2 August 2023

Edward Luttwak: The U.S. Must End the Russia–Ukraine War

FRANCIS P. SEMPA

When Edward Luttwak speaks, world leaders listen — and now they must consider heeding his advice on Ukraine.

Luttwak has been advising world leaders, including U.S. presidents, since the 1980s. He is the author of seminal books on history and strategy, including The Grand Strategy of the Roman Empire, The Grand Strategy of the Byzantine Empire, The Rise of China vs. The Logic of Strategy, Strategy: The Logic of War and Peace, and Coup d‘État: A Practical Handbook. Most recently, he has been writing about the Russia–Ukraine war and about China for the online journal UnHerd, and he recently appeared in an hour-long podcast on UnHerd’s website.

Luttwak believes that despite all the talk in Washington and in other Western capitals about “unwavering support” for Ukraine, Western leaders, including President Joe Biden, seek a negotiated settlement with Russia. The much-anticipated Ukrainian offensive has stalled. Russia’s government survived a scare by the Wagner Group, and its troops are fighting better now than in the first year of the war. Historically, “when Russia goes to war they always mess up” at first, Luttwak says, but “as the war goes on Russians fight better,” and that is what is happening now. Top U.S. officials, like CIA Director William J. Burns, recognize this fact and have advised Biden accordingly, which is why Biden poured cold water on the Ukraine-in-NATO suggestion. Putin, Luttwak noted, has also publicly pulled back from the “nuclear threat” in a signal to Ukraine and the U.S. that a negotiated solution is possible. Luttwak also contends that Ukraine’s leaders also know that a negotiated peace is the most realistic scenario for ending the war.

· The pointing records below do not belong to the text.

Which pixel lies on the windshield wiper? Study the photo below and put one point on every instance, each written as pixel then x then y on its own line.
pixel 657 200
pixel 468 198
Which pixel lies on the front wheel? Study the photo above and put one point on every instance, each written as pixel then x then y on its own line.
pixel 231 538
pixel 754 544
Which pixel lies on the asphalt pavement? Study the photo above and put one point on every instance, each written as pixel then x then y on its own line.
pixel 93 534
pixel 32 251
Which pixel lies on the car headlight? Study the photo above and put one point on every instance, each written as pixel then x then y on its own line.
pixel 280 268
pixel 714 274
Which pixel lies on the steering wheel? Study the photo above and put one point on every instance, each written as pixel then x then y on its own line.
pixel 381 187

U.S. leaders, according to Luttwak, want a Russia–Ukraine settlement precisely because of the more significant geopolitical threat of China in the western Pacific. This is in line with what former Pentagon official Elbridge Colby has suggested. That threat, Luttwak says, is centered around the person of Xi Jinping, who Luttwak believes is “obsessed” with China’s “rejuvenation” and who thinks China’s “rejuvenation” demands reunification with Taiwan — if necessary, by force. Xi is preparing China for war.

One clue that China is preparing for war, Luttwak contends, is Xi’s recent order to Communist Party officials across the country “to rapidly increase the supply of arable land by any means possible.” Luttwak compares this order to Mao Zedong’s “Great Leap Forward,” which sacrificed tens of millions of Chinese in a futile effort to quickly industrialize China in the late 1950s to early 1960s. China, Luttwak notes, produces enough food to feed its population, but it relies on imports from Argentina, Canada, Brazil, and the United States to feed its cattle, pigs, ducks, and chicken. Xi knows that if China goes to war over Taiwan, those imports “would quickly dry up.”

This means that China is reversing its recent “reforestation efforts” in order to increase the amount of arable land — land that will be needed to produce beans, wheat, soya, and other cereals — in the event of war. And it is doing this by forcible means if necessary — just the way Mao did during the Great Leap Forward. Luttwak notes that during the last few months, Xi has spoken about the need to prepare for “extreme circumstances” and for “worst-case and extreme scenarios,” which Luttwak believes are codewords for preparing for “the danger of war.” Those remarks coincide with Xi’s recent orders to Chinese commanders in the Taiwan Strait theater to increase “training under real combat conditions to raise the capability to fight and win.”

In his interview on the UnHerd website, Luttwak compared Xi to Mussolini, whose bluster and aggression in the 1930s helped bring on World War II. Mussolini saw war as a way to rejuvenate the Italian people. Luttwak believes Xi sees war over Taiwan in similar terms for China. “When somebody keeps talking about war,” Luttwak says, world leaders should take note. Some American leaders understand this, but others do not. Those who understand Xi and the threat China poses to American interests in the western Pacific want the Russia–Ukraine war to end —sooner rather than later — so that U.S. policymakers can focus on the greater threat in the western Pacific.

“We have a dangerous future,” Luttwak says, “because of … Xi Jinping,” whom he describes as a tyrant who is leading the Chinese people — and, perhaps, much of the world — into a potentially catastrophic war. We would be far better off if the Chinese people killed Xi, Luttwak says, but unfortunately tyrannicide is out of fashion.